Campaigning in her home state, Ms. Haley has taken a more forceful stance against attacks on her career, even though she faces an uphill battle. Mr. Trump, who continues to dominate by double digits in the polls in South Carolina, has more than 80 current and former Republican state officials supporting his campaign, including Gov. Henry McMaster and Senators Lindsey Graham and Tim Scott.

In recent days, she argued that when she signed the 2011 law, Mr. Trump was “still a New York liberal” and donated to Democrats like Vice President Kamala Harris. She called him “irresponsible” for recently intervening in a Republican-led immigration deal in Congress, blocking progress as the crisis at the border grows.

She continues to express support for redesigning legal immigration pathways based on business need and merit and strengthening the asylum system, which she says protects persecuted people like the Afghan interpreters who helped her husband, Maj. Michael Haley, while he was abroad . But her stance on illegal immigration has kept pace with her party’s new conservative extremes under Trump: She has expressed support for deploying the military against Mexican drug cartels, restricting birthright rights and returning millions of migrants to their home countries.

She supports the Deferred Action for Childhood Arrivals (DACA) program, which provides work authorization and temporary legal status to 570,000 people brought to the United States as children. But she calls it the “carrot” to the stick that must be used to push for a broader and tougher overhaul of immigration laws.

Mr. Trump, in ads, interviews and rallies, is promising a return to his own hardline policies if elected, and has ratcheted up his rhetoric about the southern border, calling undocumented immigrants “poisoning the blood of our country.”

The impact of restrictions implemented in South Carolina in 2011 is difficult to quantify. Federal courts blocked some aspects, including provisions that required law enforcement officials to check the immigration status of some people during routine stops and required immigrants to carry federal registration documents. But part of the law requiring the transfer of illegal immigrants from state to federal custody was upheld.

The most important provision, which remains untouched to this day, requires companies to check whether their employees are legally in the country. But a 2018 study by the Cato Institute, a libertarian research center, concluded that it had serious problems by misidentifying a small number of legal workers as undocumented, imposing high costs and regulatory burdens on companies, and a Black market in document forgery and forgery fueled identity theft.

In interviews, Mexican immigrant students and activists, some of whom were undocumented, recalled living in fear of authorities, rarely leaving their homes and wary of raids during Ms. Haley’s two terms in office.

Erika Hernandez Perez, 26, a DACA scholarship recipient who was enrolled in cosmetology courses, said her career dreams were dashed when she was denied her license in 2015 because South Carolina, under Ms. Haley, was among the states that held out for full recognition of the DACA program.
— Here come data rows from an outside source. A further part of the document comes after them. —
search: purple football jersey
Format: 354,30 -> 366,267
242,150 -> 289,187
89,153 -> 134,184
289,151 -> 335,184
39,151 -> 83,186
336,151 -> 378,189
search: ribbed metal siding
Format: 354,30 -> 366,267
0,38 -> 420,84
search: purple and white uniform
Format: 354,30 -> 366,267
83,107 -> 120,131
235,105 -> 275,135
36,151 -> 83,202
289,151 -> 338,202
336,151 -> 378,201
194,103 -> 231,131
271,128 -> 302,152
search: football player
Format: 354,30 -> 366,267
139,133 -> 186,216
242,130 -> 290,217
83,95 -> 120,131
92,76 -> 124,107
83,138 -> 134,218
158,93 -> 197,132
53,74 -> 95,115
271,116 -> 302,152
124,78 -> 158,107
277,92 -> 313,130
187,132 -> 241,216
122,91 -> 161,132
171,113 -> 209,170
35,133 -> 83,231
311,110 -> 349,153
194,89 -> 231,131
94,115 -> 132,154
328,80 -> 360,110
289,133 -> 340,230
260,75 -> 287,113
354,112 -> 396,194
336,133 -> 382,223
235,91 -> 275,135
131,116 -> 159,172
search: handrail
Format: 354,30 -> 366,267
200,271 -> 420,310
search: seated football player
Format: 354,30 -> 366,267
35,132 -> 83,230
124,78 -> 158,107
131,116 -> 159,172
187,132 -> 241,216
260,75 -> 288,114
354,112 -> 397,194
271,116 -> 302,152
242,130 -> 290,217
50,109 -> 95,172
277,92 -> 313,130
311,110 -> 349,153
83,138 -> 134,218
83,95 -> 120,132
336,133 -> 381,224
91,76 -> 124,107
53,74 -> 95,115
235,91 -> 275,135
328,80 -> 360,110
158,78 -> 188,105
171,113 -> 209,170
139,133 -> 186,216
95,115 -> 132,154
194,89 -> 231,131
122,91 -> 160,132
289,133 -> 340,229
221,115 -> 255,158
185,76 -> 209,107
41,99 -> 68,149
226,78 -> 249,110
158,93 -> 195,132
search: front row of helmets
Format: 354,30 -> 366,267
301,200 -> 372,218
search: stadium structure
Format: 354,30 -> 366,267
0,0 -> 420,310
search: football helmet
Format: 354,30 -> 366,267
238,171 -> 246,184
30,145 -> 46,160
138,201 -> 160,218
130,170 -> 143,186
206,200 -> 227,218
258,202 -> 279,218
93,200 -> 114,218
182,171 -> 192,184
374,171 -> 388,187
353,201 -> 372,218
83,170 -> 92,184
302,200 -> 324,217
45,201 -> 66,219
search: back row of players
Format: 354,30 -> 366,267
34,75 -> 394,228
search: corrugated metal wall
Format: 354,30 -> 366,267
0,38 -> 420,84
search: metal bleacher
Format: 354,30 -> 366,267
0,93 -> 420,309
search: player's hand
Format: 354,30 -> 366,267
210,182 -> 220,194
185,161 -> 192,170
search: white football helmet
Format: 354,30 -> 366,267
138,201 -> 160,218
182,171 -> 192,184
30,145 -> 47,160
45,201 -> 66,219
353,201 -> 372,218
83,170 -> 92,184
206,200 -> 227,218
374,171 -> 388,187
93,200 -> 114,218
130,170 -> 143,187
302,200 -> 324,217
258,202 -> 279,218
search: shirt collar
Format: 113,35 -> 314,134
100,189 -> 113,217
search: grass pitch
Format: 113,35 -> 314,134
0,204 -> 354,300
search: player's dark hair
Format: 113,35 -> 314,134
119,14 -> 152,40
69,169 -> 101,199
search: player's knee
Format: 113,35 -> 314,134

She ended up working for her parents’ food truck and saved enough money to open her own restaurant in Greenville, serving her native Oaxacan cuisine.

“I understand her stance on illegal immigration because, as she said, her parents came here legally,” she said of Ms. Haley. But she added that she also wished Ms. Haley had more compassion for young immigrants whose parents were neither rich nor well-educated.

Diana Mesa, 21, who attended middle school in 2011, remembers the tension in her small Latino community in Spartanburg, South Carolina, during the raid. She was born in Guanajuato, Mexico and moved to South Carolina as a child after her father got a job at a BMW factory. Although she and her parents had legal status, other relatives did not and they often had to look after each other, she said.

“It was really a preview of what was to come under Mr. Trump,” she recalled.

Susan C. Beachy contributed to the research. Audio produced by Parin Behrooz.